The view outside was the main attraction. From the Captain’s table right up by the forward window you could see the worlds flash by below, and the gleaming hulls of the companion ships of the fleet, dozens of them hanging like Chinese lanterns under the changing sky. They had already travelled a long way – at its top speed of a step a second, the twain could cover the best part of ninety thousand worlds a day – but they would be slower than that on average, and it would take some weeks to reach the Datum. As the evening gathered in, most of the landscapes that washed beneath the ship’s prow were dark, largely uninhabited – though one sparkled with town lights, and the Captain told them that this was Amerika, the new Dutch nation, one whole copy of the footprint of the United States given by the federal government. The Long Earth hadn’t been much use to the Dutch at first, since on all the stepwise worlds the landscapes they had spent centuries carefully preserving from the sea were still drowned . . .
The climax of the show – the Captain had timed the meal so they could witness the specific moment, just as the dessert trolley reached their table, and just as the setting sun touched the horizon – came when the great American Sea, the inland ocean whose footprint had been their constant companion since they left Valhalla, melted away, first crumbling into scattered lakes, then submitting to a forest cover that stretched as far as the eye could see, dark green-black in the light of the setting sun. Helen’s heart ached a bit when they lost contact with their sea, or at least its footprint.
But as the light faded further they began to see what had taken its place, below the prow: a river, wide and placid, a shining ribbon cutting across the land.
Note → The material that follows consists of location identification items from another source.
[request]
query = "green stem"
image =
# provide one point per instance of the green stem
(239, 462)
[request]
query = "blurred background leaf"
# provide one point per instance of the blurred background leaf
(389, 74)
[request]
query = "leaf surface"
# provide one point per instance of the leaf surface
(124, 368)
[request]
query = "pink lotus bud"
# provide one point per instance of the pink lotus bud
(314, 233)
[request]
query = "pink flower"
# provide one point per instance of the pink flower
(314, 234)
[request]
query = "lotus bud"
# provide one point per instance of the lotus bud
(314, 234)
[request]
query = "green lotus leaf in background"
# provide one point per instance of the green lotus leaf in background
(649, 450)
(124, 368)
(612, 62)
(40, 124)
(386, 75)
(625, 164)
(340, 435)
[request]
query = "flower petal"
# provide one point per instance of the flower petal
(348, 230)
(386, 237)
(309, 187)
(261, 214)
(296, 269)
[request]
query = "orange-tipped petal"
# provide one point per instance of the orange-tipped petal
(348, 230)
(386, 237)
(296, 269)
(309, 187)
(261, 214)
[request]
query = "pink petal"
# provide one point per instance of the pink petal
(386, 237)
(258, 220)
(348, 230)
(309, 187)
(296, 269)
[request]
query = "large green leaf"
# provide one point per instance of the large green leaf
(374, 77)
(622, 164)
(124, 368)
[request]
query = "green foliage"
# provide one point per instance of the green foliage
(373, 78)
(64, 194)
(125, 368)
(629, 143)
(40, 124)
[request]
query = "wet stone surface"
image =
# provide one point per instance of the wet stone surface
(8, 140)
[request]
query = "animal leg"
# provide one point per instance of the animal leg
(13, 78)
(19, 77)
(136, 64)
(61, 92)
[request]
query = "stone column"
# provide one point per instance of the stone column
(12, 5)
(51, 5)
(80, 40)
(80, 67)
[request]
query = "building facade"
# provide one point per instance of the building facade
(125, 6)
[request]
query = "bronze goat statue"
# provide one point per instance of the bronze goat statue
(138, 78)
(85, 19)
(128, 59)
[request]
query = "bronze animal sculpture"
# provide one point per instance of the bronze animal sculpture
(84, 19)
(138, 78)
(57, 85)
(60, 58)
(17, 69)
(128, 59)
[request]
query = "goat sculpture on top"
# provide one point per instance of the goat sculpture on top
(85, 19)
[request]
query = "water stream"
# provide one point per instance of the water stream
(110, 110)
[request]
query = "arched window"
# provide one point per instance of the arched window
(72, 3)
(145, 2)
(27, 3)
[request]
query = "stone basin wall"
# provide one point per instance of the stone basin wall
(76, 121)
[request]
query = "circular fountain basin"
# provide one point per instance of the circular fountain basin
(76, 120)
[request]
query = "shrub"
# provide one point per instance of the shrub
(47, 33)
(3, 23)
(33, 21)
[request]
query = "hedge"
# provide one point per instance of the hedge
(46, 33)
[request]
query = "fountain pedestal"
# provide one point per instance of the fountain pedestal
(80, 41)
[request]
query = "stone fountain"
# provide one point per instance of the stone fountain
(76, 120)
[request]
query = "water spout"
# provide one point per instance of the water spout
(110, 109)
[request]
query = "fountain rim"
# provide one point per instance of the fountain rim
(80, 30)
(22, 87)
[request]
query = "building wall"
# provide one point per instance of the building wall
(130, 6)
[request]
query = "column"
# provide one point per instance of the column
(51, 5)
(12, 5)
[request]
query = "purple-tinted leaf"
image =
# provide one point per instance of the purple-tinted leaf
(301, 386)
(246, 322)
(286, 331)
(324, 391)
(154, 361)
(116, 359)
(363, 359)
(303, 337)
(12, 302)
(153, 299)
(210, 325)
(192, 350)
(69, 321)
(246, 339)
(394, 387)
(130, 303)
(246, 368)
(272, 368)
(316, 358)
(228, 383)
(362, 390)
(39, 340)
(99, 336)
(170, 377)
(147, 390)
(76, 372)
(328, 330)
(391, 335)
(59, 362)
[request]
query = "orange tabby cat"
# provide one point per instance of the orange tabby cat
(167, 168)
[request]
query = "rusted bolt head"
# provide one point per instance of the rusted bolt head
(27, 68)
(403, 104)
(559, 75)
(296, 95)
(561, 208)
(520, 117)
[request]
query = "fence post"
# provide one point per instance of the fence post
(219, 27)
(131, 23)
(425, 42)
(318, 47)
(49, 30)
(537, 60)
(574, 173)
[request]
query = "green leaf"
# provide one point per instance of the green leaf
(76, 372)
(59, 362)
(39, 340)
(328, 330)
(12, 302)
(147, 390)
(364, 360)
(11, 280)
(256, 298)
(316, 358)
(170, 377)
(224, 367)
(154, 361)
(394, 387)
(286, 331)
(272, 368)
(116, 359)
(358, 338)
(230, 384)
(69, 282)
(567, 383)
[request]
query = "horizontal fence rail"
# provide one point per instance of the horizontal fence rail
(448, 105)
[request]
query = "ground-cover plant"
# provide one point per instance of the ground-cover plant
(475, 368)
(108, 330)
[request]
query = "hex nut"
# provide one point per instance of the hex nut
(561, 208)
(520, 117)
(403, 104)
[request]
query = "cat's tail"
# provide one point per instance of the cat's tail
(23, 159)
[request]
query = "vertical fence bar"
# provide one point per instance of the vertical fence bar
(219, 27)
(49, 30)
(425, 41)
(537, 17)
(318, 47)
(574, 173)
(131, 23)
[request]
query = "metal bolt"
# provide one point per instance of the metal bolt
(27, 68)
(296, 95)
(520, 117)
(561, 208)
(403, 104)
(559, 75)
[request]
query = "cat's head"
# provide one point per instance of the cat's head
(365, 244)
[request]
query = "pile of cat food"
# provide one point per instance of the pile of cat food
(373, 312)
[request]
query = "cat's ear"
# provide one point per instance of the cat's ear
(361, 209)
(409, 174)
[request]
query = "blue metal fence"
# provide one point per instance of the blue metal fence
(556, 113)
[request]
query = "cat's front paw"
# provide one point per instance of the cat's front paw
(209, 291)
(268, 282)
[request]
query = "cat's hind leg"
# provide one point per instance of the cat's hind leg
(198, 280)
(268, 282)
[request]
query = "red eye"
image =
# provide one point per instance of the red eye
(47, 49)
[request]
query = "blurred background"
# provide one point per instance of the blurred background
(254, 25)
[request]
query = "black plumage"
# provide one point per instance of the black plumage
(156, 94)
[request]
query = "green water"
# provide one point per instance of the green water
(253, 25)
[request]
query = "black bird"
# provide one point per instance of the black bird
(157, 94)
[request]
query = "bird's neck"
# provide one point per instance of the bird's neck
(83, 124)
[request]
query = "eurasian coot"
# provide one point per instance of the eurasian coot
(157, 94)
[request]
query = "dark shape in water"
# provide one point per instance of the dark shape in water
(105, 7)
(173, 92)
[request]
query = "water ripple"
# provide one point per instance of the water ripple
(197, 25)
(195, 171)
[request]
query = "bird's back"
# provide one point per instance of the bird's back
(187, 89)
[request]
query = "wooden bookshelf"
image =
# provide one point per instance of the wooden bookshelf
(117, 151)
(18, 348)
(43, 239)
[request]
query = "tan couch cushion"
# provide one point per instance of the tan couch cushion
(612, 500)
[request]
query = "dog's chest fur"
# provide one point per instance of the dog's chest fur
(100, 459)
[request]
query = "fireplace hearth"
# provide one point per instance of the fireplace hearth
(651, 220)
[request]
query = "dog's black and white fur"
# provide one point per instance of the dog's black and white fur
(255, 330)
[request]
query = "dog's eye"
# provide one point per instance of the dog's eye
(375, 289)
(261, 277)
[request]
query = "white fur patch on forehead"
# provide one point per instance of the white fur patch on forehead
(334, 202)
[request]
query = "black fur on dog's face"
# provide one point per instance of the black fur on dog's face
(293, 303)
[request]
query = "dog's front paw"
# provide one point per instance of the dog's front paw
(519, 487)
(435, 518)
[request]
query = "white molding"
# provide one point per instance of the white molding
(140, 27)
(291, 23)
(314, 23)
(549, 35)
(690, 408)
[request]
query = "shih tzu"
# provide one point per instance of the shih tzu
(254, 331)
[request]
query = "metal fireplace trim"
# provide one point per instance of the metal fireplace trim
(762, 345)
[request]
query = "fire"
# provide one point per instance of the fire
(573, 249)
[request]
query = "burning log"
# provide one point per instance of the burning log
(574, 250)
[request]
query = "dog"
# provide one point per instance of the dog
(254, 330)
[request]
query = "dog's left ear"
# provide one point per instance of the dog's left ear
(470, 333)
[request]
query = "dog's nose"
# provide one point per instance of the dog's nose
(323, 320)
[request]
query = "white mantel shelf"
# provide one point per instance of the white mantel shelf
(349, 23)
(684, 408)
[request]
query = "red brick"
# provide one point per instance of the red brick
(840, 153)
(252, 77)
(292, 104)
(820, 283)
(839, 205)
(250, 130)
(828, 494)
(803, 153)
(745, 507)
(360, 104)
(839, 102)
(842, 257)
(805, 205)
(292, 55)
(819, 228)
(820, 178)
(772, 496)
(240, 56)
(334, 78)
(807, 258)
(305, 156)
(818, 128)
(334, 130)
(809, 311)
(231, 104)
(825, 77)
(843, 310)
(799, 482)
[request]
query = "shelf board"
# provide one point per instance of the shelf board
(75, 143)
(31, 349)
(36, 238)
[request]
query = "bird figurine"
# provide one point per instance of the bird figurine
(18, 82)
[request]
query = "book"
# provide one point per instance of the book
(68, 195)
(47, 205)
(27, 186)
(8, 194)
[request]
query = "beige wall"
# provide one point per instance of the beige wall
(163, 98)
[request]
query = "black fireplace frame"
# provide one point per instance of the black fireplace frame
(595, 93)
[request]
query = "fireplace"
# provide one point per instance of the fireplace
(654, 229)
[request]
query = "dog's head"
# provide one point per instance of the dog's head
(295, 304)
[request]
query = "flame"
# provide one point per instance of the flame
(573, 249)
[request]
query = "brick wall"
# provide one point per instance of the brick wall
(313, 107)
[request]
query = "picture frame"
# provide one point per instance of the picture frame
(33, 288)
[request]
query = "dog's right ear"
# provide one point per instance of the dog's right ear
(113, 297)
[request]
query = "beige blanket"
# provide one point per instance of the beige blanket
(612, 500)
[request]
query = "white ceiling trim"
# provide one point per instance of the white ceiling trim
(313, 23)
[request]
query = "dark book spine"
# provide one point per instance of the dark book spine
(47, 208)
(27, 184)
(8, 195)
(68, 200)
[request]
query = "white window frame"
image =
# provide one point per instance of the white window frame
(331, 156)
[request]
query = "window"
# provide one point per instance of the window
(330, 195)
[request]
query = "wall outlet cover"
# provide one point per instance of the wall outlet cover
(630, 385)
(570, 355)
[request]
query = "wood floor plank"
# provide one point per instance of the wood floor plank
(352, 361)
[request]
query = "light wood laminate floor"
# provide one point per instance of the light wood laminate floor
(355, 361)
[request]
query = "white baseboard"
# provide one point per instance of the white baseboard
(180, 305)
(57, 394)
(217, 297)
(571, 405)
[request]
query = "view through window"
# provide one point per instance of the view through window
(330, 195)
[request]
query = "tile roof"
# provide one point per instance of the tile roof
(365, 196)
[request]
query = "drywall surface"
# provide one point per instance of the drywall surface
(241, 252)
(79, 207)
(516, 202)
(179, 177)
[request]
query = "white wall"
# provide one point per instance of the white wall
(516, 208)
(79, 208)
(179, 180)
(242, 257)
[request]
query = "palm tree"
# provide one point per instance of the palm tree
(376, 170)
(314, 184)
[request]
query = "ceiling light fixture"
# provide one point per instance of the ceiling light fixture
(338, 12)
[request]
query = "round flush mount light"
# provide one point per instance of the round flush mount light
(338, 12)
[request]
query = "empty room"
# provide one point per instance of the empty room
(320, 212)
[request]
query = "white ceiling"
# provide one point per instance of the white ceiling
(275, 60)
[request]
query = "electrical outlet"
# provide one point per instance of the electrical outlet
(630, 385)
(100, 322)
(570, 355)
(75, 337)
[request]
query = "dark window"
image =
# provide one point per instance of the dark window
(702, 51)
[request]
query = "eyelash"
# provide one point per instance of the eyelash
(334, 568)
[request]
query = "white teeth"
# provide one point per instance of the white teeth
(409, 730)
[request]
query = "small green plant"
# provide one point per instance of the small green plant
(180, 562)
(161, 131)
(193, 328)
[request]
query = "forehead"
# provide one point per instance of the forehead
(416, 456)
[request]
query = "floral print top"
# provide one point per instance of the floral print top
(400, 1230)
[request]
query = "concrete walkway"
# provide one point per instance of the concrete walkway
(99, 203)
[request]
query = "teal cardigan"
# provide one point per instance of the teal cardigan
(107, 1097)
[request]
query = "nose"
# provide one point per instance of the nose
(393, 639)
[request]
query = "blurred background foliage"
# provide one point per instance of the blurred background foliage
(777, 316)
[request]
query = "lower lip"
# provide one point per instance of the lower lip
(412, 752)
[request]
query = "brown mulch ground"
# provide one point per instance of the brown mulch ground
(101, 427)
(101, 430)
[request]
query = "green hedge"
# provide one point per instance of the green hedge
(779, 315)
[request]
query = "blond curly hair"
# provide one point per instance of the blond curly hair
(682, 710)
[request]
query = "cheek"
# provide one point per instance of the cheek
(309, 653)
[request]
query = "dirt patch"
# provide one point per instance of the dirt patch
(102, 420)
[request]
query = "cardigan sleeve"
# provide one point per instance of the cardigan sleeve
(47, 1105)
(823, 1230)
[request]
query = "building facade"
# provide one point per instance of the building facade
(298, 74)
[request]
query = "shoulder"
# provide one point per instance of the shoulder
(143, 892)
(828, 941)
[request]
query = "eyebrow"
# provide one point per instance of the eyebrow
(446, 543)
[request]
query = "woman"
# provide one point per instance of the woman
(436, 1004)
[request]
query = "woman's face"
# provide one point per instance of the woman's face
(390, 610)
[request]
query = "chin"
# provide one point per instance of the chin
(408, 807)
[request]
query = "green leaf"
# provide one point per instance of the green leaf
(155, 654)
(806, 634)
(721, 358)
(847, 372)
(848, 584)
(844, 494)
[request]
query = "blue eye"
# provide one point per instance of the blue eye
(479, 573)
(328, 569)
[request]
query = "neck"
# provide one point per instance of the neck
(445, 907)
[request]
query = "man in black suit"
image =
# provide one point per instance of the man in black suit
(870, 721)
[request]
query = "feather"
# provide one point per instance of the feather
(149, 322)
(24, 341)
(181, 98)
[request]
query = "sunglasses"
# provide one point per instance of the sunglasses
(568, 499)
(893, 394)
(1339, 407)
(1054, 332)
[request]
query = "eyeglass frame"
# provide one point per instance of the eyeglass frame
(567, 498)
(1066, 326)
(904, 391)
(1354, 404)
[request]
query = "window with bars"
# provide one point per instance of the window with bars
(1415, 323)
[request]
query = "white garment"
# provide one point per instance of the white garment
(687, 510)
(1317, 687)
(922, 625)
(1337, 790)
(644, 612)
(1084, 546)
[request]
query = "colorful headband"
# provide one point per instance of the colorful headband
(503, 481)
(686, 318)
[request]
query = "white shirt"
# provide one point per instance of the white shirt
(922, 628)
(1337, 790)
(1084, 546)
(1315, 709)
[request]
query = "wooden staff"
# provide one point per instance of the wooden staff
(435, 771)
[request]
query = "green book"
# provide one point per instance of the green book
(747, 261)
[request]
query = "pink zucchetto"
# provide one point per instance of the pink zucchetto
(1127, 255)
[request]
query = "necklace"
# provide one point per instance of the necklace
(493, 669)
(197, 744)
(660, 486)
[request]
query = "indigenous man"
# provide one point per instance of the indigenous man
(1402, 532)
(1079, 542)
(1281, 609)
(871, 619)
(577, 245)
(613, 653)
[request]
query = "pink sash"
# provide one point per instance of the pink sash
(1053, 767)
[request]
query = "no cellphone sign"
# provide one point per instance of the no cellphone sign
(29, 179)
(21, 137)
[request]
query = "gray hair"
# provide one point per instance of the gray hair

It was the Mississippi, or a remote cousin of that great river on the Datum, a constant in most Americas – indeed Hell-Knows-Where stood on the banks of one stepwise copy. The river would be an unfailing companion for the rest of the trip.
They had a hell of a time getting Dan to sleep after that. Helen blamed the dessert: too much chocolate. Joshua, meanwhile, went off to find Bill, who’d spent his own raucous night with the crew.